Lisbon registers 233 unclaimed bodies in 2021
The number of unclaimed bodies in Lisbon has never been as high as it was last year.
The last maximum – exceeded in 2021 – fell at the end of financial crisis, in 2009, when there were 194 unclaimed bodies: the majority elderly people who died on their own, having lived in much-reduced circumstances with no family around them.
This is all according to data collected by the Brotherhood of the Misericórdia and São Roque (IMSRL), a volunteer organisation that has been compiling these sad numbers since 2004.
“From that time until the end of September, there have been 2,426 indigent deaths”, said the organisation’s leader Mário Pinto Coelho, who believes 2022 will actually see fewer unclaimed bodies than last year.

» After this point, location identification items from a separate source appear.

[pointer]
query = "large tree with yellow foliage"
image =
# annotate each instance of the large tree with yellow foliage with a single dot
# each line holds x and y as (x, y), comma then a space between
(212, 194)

Right now, the tally stands at 153. “Everything points to the number increasing, although I don’t think we’ll be looking at a new record”, he told Correio da Manhã today.
The increases, which accelerated in 2020, “are related to the pandemic”, he said – among them were 14 children, and some foreigners.
PJ police has a space dedicated to the identification of “people whose bodies have been found”. The relevant page involves 38 bodies, says CM, the most recent of which dates back to 2021, and the least recent to 2002.
Later this month (October 17) the IMSRL will be holding a Mass (on the International Day for the Erradication of Poverty) for all Portugal’s unclaimed dead.